Even if Prop 19 barely fails this time, the huge age divide means that it is only a matter of a few years before there is a clear voting majority for marijuana legalization in California.



7 Comments
No truer words were spoken. Hopefully it won’t require waiting until the opposition senior block moves on to happy hunting grounds.
Well, unfortunately, the degree of separation is sufficiently small to allow electronic vote manipulation to decide the outcome with very little recourse. 5% or less just doesn’t cut it any more. All it does is give the programmers the margins that must be considered to stay undetectable.
But then, given the current state of affairs in this country, probably few care to challenge it anyway.
It’s the ‘not certain’ that bothers me.
Adds up top more than those in favor.
Jon, I’ve been following your work on this issue and I appreciate it. As a California MMJ patient I believe that this will pass in November. But, I also believe that if it does it will be tied up in the courts for years.
Is this a reasonable assumption or am I misinformed and/or too cynical?
FYI, I’m old enough to get the senior discount at my medical marijuana dispensary. Cannabis prohibition is a dirty rotten propaganda hole in our justice system. It has no place hiding-in-plain-sight of our legal code and no true democracy allows propaganda to serve as policy.
But, then again, how long has it been since the U.S. was ACTUALLY a democracy?
It is hard to think what the legal case would be. The federal government can make it still illegal but that would be the fed’s job to enforce. Which becomes even a big problem because I suspect you would have a huge jury nullification problem
So then the key is to spread the word about jury nullification?
Please see http://www.jurors.info for how jurors have the power and can question the law. If nullification is why the fed’s might have problems then we need community education ASAP. My guess is if you asked 100 people on the street what jury nullification was they wouldn’t have a clue.
Jon, thanks for edifying me. I don’t know what the legal case would be either. I just know the forces of the right where it’s kind of a birthright to hate hippies would make such a fuss as to scare the crap out of Democrats.

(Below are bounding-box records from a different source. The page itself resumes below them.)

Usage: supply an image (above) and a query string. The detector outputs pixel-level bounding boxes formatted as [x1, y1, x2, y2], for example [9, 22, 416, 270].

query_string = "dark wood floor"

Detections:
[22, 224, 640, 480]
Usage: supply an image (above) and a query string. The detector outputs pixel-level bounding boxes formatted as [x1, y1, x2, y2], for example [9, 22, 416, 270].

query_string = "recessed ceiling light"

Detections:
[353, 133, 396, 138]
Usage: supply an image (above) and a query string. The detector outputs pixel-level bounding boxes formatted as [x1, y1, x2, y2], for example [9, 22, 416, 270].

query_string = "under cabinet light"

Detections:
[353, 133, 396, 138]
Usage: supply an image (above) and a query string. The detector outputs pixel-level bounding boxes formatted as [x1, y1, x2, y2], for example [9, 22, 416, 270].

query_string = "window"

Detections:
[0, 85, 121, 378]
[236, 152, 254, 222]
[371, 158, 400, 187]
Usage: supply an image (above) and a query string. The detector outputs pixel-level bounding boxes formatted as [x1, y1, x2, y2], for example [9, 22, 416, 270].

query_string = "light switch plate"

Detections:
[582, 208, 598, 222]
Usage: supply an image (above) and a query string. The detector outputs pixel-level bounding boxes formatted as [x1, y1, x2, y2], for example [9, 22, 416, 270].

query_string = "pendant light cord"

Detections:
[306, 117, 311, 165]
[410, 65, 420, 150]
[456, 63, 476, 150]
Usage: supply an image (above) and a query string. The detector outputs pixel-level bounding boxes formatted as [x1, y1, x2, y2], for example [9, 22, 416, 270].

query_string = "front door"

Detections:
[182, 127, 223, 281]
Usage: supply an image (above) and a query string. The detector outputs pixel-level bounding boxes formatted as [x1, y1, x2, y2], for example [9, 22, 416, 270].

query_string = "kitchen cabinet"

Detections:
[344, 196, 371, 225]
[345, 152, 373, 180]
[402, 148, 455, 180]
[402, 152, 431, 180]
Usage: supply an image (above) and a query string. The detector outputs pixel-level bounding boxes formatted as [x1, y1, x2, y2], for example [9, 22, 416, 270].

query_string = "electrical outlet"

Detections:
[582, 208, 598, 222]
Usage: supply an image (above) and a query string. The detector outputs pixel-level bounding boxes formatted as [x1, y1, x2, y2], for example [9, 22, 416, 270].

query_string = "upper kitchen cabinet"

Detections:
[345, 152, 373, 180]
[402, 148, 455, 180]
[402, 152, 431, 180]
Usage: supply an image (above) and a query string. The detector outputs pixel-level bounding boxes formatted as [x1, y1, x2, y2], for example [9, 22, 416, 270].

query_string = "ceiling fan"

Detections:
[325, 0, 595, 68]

Look at what Boxer’s initial reaction to the ACORN bill of attainder was (not that hippies were involved with ACORN). I just don’t have confidence in Democrats having the political courage to do the right thing.
At least not in the near future.
Once selected for jury, nobody will inform you of your power to judge both law and fact. The judge’s instructions to the jury may even be to the contrary.
“Jurors should acquit, even against the judge’s instruction…if exercising their judgment with discretion and honesty they have a clear conviction the charge of the court is wrong.” — Alexander Hamilton, 1805
h/t to http://www.jurors.info.
Don’t get complacent. Make sure to register (postmark by Oct. 18) and vote (Nov. 2). Do it!